According to Joe Emmons, who had become quite involved in the collection of tokens, it all started years ago in the more remote parts of this country where it often was miles from a small commuity to a bank. Money, especially small change, was scarce. Companies often issued tokens worth various amounts to their workers, who could spend them at the company store. That way it was not necessary to drive many miles by horse and buggy to the closest bank to secure small denominations of money for change. The practice also eliminates the necessity to keep large amounts of money on hand which would be subject to robbery.


Merchants also took up the practive of using tokens in place of small change. Customers accepted the tokens and spent them as money for future purchases. Tokens were redeemed only by the store where they were issued. For example, a dollard toward a 30-cent purchase, he might be given 10-cent tokens in place of small change.

The tokens were pressed from various metals: zinc, pewter, brass, bronze, aluminum, even rubber, cardboard and plastic. They were made in various shapes and designs, some having unusual artwork and lettering, others very plain. Some had openings in the center so the merchants could place them on a spindle.

Emmons explained that as communties grew and there were more banks closer to small towns and villages, the merchant tokens were no longer required and they disappeared from the national scene. It was then that tokens became collectors' items, the scarce ones bringing higher dollars. The average token today sells from 50 cents to $10, depending on scarcity and age.


Many of the tokens stated specifically what they would be used for, such as a hair cut, one pint (or quart) of milk, one loaf of bread, cup of coffee, one cigar and one beer.

The accompanying illustrations show just a few of the tokens from Emmons' collection of over 500 from Ohio towns. In addition to the tokens used by John Dell, there were others here and in neighboring villages and towns, such as: Muskalonge View Dairy, Fremont; Peter Simonis Sample Room, Tiffin; Diringer Bros. Pool Room, Tiffin; Lewis & Alford, Leipsic; J. Stahl, Carey; Star Pool Room, Bluffton; J.W. Sperow, Benton Ridge; St. Mary's Packing Co, St. Marys; C.A. Fox, Dunkirk; and Idle-a-While Restaurant, Risingsun. Some tokens were worth as little as 1 cent, 2 cents, 2 1/2 cents, 5 cents, others 10 cents, 25 cents, 50 cents, and $1.
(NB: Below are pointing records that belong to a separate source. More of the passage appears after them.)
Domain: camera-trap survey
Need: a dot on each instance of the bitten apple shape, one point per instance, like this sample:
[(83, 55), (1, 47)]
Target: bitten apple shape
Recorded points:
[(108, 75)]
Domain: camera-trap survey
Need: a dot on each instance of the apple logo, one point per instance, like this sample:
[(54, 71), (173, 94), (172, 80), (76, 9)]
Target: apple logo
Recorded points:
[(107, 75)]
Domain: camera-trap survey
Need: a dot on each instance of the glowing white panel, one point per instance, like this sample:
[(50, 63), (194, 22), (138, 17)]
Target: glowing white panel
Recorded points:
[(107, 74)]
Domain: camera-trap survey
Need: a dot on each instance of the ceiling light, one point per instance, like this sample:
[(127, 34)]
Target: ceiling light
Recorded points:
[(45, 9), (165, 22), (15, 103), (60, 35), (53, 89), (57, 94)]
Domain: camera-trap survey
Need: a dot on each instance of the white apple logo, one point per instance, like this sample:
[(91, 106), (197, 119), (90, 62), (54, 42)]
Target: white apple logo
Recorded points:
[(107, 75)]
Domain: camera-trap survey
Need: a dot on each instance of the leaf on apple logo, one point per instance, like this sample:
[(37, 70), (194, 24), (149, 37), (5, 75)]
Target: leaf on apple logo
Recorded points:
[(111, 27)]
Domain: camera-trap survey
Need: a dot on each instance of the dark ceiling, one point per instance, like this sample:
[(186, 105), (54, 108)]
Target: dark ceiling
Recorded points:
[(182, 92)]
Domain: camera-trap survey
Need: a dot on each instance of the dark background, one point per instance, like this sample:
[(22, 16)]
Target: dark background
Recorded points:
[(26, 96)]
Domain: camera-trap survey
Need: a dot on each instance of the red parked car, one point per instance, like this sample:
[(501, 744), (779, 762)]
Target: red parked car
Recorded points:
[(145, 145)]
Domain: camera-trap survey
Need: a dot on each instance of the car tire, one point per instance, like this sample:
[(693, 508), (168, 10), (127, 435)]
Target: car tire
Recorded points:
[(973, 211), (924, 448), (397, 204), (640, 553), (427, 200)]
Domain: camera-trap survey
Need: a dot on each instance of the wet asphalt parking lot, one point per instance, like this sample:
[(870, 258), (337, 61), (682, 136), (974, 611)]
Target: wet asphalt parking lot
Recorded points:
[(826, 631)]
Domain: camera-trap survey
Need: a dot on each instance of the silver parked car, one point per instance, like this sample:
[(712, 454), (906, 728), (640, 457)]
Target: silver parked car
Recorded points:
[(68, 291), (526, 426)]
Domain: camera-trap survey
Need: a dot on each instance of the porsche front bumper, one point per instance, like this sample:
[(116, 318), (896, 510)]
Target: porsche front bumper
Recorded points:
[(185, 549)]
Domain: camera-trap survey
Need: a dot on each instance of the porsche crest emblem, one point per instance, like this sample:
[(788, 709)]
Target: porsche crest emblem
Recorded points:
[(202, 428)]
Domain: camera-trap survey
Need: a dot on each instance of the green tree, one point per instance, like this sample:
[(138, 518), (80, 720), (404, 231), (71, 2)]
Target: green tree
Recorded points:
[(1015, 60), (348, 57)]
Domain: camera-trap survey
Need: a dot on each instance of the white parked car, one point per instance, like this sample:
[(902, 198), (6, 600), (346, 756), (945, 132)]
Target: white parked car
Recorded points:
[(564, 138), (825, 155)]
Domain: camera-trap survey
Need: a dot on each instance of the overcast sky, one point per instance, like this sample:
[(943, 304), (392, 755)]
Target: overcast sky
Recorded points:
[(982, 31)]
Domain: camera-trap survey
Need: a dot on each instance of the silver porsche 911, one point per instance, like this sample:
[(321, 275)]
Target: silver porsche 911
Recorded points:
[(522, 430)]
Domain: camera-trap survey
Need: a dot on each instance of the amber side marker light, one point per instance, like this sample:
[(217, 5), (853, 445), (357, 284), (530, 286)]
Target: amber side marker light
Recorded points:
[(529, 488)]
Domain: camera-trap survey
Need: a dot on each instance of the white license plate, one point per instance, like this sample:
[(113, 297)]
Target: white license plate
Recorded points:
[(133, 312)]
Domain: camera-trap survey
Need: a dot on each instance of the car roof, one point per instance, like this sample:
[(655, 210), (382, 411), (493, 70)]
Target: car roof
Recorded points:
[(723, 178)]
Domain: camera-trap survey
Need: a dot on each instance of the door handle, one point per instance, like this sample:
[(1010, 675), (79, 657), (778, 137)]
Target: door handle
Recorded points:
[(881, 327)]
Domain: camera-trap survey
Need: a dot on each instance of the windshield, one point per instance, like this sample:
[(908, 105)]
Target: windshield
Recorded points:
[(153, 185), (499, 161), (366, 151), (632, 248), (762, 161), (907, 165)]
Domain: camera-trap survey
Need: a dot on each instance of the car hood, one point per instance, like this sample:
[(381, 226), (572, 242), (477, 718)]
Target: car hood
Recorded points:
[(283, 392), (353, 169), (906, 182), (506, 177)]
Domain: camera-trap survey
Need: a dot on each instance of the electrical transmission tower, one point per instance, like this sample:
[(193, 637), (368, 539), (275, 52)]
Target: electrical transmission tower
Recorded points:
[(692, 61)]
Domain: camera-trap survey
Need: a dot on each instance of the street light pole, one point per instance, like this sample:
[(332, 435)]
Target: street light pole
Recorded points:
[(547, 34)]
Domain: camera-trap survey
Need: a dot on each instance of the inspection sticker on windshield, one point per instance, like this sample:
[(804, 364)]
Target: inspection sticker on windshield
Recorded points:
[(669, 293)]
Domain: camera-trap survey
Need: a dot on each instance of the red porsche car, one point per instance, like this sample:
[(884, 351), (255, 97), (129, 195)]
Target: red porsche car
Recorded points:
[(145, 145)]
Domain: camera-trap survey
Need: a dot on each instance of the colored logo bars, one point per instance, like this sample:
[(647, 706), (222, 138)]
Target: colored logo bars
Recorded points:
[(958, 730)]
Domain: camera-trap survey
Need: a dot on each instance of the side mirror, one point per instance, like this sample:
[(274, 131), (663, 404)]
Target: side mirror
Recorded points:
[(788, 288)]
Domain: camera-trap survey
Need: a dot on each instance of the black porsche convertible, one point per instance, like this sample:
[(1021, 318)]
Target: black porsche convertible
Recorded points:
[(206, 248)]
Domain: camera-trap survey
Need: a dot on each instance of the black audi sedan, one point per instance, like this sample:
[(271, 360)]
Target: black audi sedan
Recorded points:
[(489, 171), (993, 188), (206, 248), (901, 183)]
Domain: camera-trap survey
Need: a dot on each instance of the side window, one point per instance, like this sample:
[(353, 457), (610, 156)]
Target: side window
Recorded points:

The one from Lewis & Alford, Leipsic, issued in 1908 was good for $2 in trade on a buggy, or $20 on a piano.

At one time, John Bowman had given your author a token used by Charles Pfau Bakery here in Fostoria, and it will now be given to Emmons for his collection.


Joe Emmons' grandfather was Lorenzo Emmons, born in Livingston, N.Y. After serving in the Civil War he brought his bride from southern Illinois to Fostoria where they raised a family of five, two boys and three girls, one of those five being Joe's father, John Franklin.

Joe speculates that his grandfather came to Fostoria through the persuasion of a war buddy. His war service left Lorenzo in poor physical condition as the result of wounds and the loss of toes from freezing while on picket duty. He also lost an eye in the service.

According to Joe, the only place his grandfather worked in Fostoria was at a lumber yard. Going through city directories, I discovered that Lorenzo and his family lived at 439 Town St. and worked at the F.W. Fraver Lumber Co., which was also located on Town Street, near McDougal.


Since Lorenzo was a Civil War veteran, his wife Mary was probably a member of the GAR Auxiliary. That is probably how she and my grandmother became acquainted since my grandfather, Nathan Joseph Babcock was also a Civil War vet, and grandmother was an auxiliary member.

Lorenzo Emmons died March 9, 1914, and is buried in Fountain Cemetery.

Although Joe Emmons was not born in Fostoria or ever lived here, his sister Pearl and husband, Jack Johnston, did. At one time, Johnston was a railroader here and also had the Flat Iron Restaurant.

Another sister, Mae, and husband, Wayne Price, owned the Peacock or Paradise Restaurant, also the Hays Hotel and taxi car. Both sisters, Mae and Pearl, now live in Florida.

Just before turning this article in for publication, I learned that Joe Emmons is the past two year president of the IKO (Indiana, Kentucky, Ohio) Token and Medal Society with members throughout the United States.